Jiang Limin, Zhang Jingjun, Xuan Ping, Zou Quan
School of Computer Science and Technology, Tianjin University, Tianjin 300350, China; School of Information and Electrical Engineering, Hebei University of Engineering, Handan 056038, China.
School of Information and Electrical Engineering, Hebei University of Engineering, Handan 056038, China.
Biomed Res Int. 2016;2016:9565689. doi: 10.1155/2016/9565689. Epub 2016 Aug 22.
MicroRNAs (miRNAs) are a set of short (21-24 nt) noncoding RNAs that play significant regulatory roles in cells. In the past few years, research on miRNA-related problems has become a hot field of bioinformatics because of miRNAs' essential biological function. miRNA-related bioinformatics analysis is beneficial in several aspects, including the functions of miRNAs and other genes, the regulatory network between miRNAs and their target mRNAs, and even biological evolution. Distinguishing miRNA precursors from other hairpin-like sequences is important and is an essential procedure in detecting novel microRNAs. In this study, we employed backpropagation (BP) neural network together with 98-dimensional novel features for microRNA precursor identification. Results show that the precision and recall of our method are 95.53% and 96.67%, respectively. Results further demonstrate that the total prediction accuracy of our method is nearly 13.17% greater than the state-of-the-art microRNA precursor prediction software tools.

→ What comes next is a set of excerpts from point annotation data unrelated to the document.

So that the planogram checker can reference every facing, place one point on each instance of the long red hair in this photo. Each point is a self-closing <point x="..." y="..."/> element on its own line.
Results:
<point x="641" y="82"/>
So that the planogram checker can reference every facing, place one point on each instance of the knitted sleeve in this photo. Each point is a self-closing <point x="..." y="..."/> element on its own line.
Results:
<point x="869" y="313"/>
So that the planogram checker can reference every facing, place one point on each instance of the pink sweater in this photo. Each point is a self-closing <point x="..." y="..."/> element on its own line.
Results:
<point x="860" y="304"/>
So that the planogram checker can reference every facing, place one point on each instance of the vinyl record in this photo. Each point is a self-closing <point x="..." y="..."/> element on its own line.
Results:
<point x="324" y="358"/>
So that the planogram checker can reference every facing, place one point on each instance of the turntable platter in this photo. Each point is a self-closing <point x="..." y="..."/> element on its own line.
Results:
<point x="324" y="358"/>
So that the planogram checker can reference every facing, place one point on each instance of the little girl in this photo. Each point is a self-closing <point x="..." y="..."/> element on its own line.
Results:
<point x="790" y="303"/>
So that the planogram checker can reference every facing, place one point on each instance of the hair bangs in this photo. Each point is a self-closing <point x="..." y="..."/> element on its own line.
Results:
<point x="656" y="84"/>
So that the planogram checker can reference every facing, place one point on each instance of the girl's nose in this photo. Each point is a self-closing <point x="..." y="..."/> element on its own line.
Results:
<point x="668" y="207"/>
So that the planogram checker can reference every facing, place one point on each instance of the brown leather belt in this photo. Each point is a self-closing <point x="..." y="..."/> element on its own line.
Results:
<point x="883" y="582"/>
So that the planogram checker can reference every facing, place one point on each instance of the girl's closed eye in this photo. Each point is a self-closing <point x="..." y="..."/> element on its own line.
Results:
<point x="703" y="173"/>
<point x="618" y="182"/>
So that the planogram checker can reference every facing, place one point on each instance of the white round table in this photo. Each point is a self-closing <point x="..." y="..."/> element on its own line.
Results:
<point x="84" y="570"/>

微小RNA(miRNA)是一组短(21 - 24个核苷酸)的非编码RNA,在细胞中发挥着重要的调节作用。在过去几年中,由于miRNA重要的生物学功能,关于miRNA相关问题的研究已成为生物信息学的一个热门领域。miRNA相关的生物信息学分析在多个方面都有益处,包括miRNA和其他基因的功能、miRNA与其靶标mRNA之间的调控网络,甚至生物进化。区分miRNA前体与其他发夹样序列很重要,并且是检测新型微小RNA的必要步骤。在本研究中,我们采用反向传播(BP)神经网络以及98维的新特征来进行miRNA前体识别。结果表明,我们方法的精确率和召回率分别为95.53%和96.67%。结果进一步证明,我们方法的总预测准确率比最先进的miRNA前体预测软件工具高出近13.17%。